🤖 AI Summary
Existing vision-based navigation methods decouple planning from world modeling, leading to state-action misalignment and poor adaptability to dynamic or unseen environments. To address this, we propose UniWM, a unified world model that integrates egocentric visual forecasting and action decision-making within a multimodal autoregressive architecture—the first to achieve such deep fusion. UniWM introduces a hierarchical memory mechanism that jointly models short-term perceptual cues and long-term trajectory context, enabling coherent, long-horizon embodied imagination and reasoning. The model is trained end-to-end in a fully self-supervised manner, requiring no explicit annotations. Evaluated on four standard benchmarks, UniWM achieves up to a 30% absolute improvement in navigation success rate and significantly reduces trajectory error. Notably, it demonstrates strong zero-shot generalization on the unseen TartanDrive dataset, validating its robust adaptability to dynamic and novel environments.
📝 Abstract
Enabling embodied agents to effectively imagine future states is critical for robust and generalizable visual navigation.
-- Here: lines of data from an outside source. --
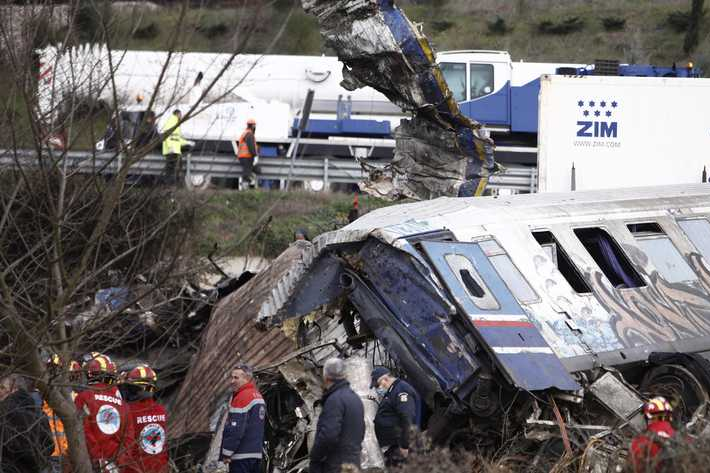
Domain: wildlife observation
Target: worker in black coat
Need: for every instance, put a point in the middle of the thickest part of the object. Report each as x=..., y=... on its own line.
x=26, y=442
x=397, y=412
x=341, y=425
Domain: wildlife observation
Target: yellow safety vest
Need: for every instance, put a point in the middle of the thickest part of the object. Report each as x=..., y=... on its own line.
x=57, y=428
x=172, y=144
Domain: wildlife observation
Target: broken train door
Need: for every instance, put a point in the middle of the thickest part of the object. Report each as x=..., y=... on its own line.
x=496, y=318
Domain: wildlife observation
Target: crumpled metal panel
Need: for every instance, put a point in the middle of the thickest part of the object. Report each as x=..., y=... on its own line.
x=284, y=287
x=382, y=49
x=233, y=336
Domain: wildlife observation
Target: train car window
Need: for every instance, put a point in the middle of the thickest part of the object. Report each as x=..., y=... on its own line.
x=455, y=75
x=481, y=77
x=469, y=278
x=698, y=232
x=662, y=252
x=508, y=272
x=609, y=257
x=564, y=265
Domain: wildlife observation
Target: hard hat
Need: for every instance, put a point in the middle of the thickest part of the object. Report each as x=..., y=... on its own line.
x=100, y=366
x=657, y=407
x=143, y=375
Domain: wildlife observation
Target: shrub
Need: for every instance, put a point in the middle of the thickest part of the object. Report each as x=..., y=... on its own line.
x=498, y=26
x=441, y=25
x=566, y=26
x=150, y=31
x=611, y=23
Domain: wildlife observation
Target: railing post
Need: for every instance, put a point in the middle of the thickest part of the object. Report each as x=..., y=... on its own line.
x=188, y=172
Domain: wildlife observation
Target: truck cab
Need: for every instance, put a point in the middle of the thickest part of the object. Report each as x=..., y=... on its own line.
x=503, y=95
x=493, y=90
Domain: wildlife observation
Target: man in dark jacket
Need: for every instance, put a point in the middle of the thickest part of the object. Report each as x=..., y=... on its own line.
x=341, y=425
x=25, y=439
x=243, y=437
x=397, y=413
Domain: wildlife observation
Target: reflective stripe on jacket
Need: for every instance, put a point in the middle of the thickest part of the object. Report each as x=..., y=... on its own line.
x=172, y=143
x=247, y=145
x=243, y=436
x=57, y=428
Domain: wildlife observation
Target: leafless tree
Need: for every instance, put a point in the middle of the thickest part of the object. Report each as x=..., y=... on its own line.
x=69, y=230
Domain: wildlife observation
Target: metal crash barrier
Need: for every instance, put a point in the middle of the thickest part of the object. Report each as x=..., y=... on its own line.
x=201, y=168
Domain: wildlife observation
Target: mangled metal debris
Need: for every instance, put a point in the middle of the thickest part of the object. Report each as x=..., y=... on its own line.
x=459, y=297
x=439, y=151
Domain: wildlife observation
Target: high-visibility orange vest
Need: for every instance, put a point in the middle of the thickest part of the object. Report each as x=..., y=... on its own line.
x=57, y=428
x=243, y=151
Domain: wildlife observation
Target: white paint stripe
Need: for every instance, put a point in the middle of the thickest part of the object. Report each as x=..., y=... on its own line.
x=500, y=317
x=243, y=456
x=519, y=350
x=242, y=410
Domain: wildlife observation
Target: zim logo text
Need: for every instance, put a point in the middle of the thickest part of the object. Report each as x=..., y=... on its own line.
x=596, y=121
x=597, y=129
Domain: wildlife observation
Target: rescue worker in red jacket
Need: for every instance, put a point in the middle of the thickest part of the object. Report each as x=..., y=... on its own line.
x=248, y=152
x=243, y=436
x=646, y=447
x=105, y=415
x=149, y=446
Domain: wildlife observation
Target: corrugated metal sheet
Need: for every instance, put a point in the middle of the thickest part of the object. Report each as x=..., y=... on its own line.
x=233, y=337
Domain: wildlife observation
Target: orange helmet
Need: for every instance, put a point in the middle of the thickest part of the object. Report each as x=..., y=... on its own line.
x=54, y=361
x=100, y=366
x=144, y=376
x=657, y=407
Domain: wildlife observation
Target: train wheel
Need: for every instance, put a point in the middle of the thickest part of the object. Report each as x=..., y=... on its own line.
x=679, y=386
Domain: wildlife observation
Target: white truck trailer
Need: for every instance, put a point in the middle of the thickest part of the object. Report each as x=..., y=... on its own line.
x=598, y=132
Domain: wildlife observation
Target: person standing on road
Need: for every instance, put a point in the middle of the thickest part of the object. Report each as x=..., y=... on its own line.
x=25, y=438
x=149, y=446
x=647, y=447
x=172, y=146
x=243, y=437
x=397, y=412
x=341, y=425
x=248, y=152
x=105, y=415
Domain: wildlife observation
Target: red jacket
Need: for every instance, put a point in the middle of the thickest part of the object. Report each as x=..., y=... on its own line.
x=647, y=445
x=106, y=425
x=149, y=448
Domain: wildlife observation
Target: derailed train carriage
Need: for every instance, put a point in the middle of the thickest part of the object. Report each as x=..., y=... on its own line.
x=549, y=316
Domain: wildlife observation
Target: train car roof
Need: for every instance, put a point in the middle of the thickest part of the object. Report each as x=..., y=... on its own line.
x=460, y=214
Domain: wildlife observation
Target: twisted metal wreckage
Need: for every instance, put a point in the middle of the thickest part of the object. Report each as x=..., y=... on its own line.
x=542, y=318
x=539, y=320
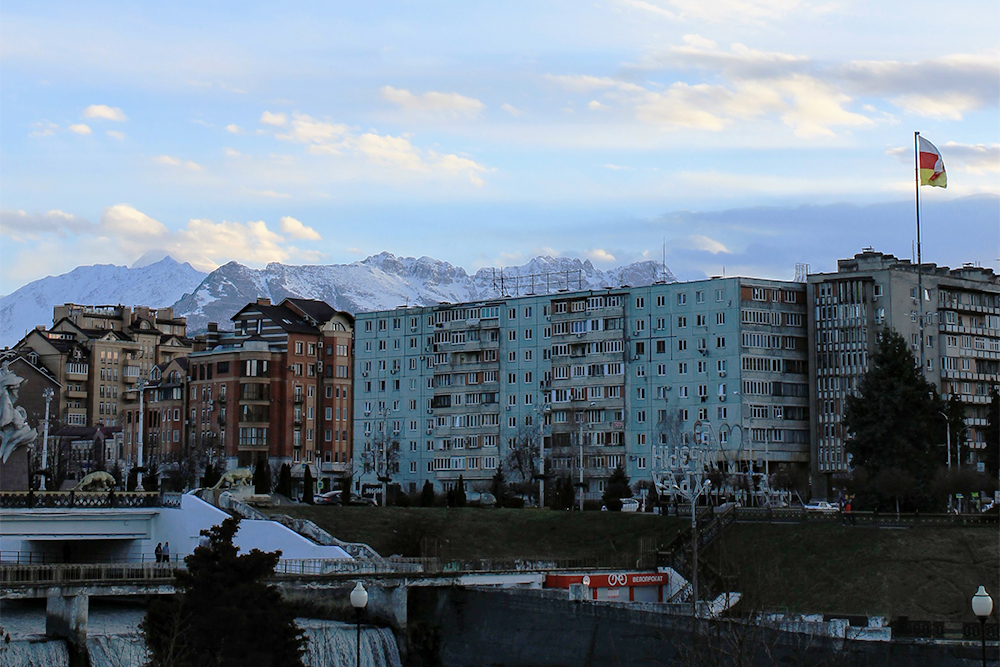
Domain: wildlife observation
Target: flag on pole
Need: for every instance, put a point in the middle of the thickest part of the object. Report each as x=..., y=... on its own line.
x=931, y=165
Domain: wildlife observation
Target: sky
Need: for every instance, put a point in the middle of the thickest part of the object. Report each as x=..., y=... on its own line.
x=736, y=136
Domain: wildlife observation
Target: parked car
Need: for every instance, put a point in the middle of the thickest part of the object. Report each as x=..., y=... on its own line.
x=630, y=505
x=822, y=506
x=328, y=498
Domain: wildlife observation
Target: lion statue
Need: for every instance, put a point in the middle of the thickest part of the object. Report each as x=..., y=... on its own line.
x=236, y=477
x=96, y=481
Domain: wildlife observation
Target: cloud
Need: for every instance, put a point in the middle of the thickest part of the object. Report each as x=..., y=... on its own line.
x=433, y=101
x=974, y=158
x=177, y=162
x=297, y=230
x=275, y=119
x=600, y=255
x=43, y=128
x=104, y=112
x=699, y=242
x=584, y=83
x=716, y=11
x=126, y=221
x=323, y=137
x=944, y=88
x=124, y=233
x=746, y=84
x=649, y=7
x=270, y=194
x=21, y=225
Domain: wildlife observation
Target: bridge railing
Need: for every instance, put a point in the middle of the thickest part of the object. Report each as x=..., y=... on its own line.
x=88, y=499
x=887, y=519
x=85, y=573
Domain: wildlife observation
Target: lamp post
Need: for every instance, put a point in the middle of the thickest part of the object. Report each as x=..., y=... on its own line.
x=541, y=455
x=47, y=394
x=138, y=474
x=580, y=437
x=982, y=606
x=359, y=600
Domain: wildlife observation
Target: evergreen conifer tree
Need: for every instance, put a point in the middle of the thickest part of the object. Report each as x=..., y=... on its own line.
x=992, y=434
x=261, y=476
x=285, y=481
x=226, y=615
x=307, y=486
x=895, y=421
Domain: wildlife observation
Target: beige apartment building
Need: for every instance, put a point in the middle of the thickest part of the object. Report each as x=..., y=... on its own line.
x=950, y=317
x=100, y=353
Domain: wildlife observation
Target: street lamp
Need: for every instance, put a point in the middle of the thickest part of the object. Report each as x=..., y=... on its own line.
x=359, y=600
x=546, y=409
x=138, y=475
x=47, y=394
x=982, y=606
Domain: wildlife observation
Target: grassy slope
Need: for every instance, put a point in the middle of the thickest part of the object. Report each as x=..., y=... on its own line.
x=924, y=573
x=501, y=533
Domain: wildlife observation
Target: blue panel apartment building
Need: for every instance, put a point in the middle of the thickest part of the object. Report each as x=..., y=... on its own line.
x=609, y=377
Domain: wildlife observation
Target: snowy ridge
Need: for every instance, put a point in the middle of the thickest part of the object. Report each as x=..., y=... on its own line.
x=157, y=285
x=379, y=282
x=385, y=281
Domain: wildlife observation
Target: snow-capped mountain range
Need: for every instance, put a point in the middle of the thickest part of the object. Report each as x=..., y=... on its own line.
x=158, y=284
x=378, y=282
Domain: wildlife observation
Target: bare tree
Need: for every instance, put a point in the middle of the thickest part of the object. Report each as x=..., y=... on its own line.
x=381, y=456
x=520, y=462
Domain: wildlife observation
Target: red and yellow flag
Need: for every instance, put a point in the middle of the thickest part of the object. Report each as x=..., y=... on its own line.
x=931, y=165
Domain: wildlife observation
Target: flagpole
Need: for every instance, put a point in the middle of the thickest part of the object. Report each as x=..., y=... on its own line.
x=920, y=268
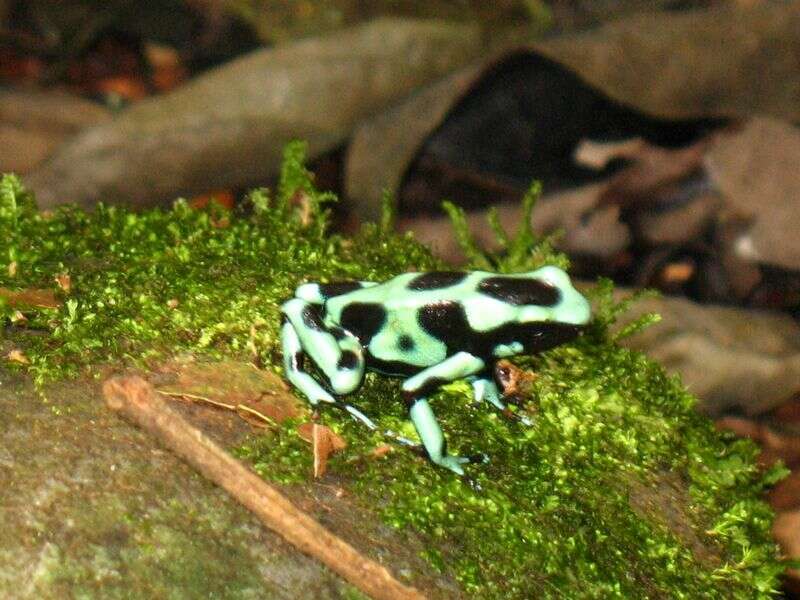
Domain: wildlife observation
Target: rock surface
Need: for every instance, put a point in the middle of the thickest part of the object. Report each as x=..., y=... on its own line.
x=92, y=507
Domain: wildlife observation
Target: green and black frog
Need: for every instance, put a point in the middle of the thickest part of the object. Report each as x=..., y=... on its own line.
x=430, y=328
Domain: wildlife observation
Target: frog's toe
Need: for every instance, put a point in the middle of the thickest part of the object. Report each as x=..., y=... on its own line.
x=453, y=463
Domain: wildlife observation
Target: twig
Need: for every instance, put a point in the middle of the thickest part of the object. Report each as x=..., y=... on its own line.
x=138, y=401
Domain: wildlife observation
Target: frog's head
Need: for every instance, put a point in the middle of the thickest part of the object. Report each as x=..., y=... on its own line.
x=559, y=301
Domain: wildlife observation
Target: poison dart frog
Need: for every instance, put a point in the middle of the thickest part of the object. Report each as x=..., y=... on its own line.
x=430, y=328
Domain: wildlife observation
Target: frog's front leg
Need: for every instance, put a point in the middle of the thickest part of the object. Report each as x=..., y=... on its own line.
x=458, y=366
x=337, y=353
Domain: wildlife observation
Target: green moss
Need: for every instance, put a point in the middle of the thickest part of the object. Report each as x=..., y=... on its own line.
x=619, y=489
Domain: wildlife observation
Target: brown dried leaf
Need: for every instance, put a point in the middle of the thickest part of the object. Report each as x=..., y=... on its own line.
x=786, y=530
x=755, y=168
x=18, y=357
x=325, y=442
x=774, y=446
x=126, y=159
x=381, y=451
x=786, y=493
x=709, y=55
x=64, y=282
x=257, y=396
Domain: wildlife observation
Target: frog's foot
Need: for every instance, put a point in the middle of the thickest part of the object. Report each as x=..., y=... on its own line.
x=452, y=462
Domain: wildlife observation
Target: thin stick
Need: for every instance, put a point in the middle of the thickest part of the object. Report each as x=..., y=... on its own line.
x=138, y=401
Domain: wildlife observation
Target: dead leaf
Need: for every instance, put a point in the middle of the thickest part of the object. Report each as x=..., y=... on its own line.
x=730, y=358
x=381, y=451
x=31, y=298
x=18, y=357
x=234, y=385
x=786, y=530
x=35, y=123
x=774, y=446
x=324, y=442
x=755, y=168
x=785, y=494
x=152, y=151
x=712, y=56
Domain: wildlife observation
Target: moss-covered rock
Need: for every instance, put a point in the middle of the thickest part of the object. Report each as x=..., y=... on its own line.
x=618, y=489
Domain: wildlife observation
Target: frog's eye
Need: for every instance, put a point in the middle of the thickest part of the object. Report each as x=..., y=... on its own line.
x=552, y=275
Current state-of-the-art approaches, however, adopt modular architectures that separate navigation planning from visual world modeling, leading to state-action misalignment and limited adaptability in novel or dynamic scenarios. To overcome this fundamental limitation, we propose UniWM, a unified, memory-augmented world model integrating egocentric visual foresight and planning within a single multimodal autoregressive backbone. Unlike modular frameworks, UniWM explicitly grounds action decisions in visually imagined outcomes, ensuring tight alignment between prediction and control. A hierarchical memory mechanism further integrates detailed short-term perceptual cues with longer-term trajectory context, enabling stable, coherent reasoning over extended horizons. Extensive experiments across four challenging benchmarks (Go Stanford, ReCon, SCAND, HuRoN) demonstrate that UniWM substantially improves navigation success rates by up to 30%, significantly reduces trajectory errors compared to strong baselines, and exhibits impressive zero-shot generalization on the unseen TartanDrive dataset. These results highlight UniWM as a principled step toward unified, imagination-driven embodied navigation.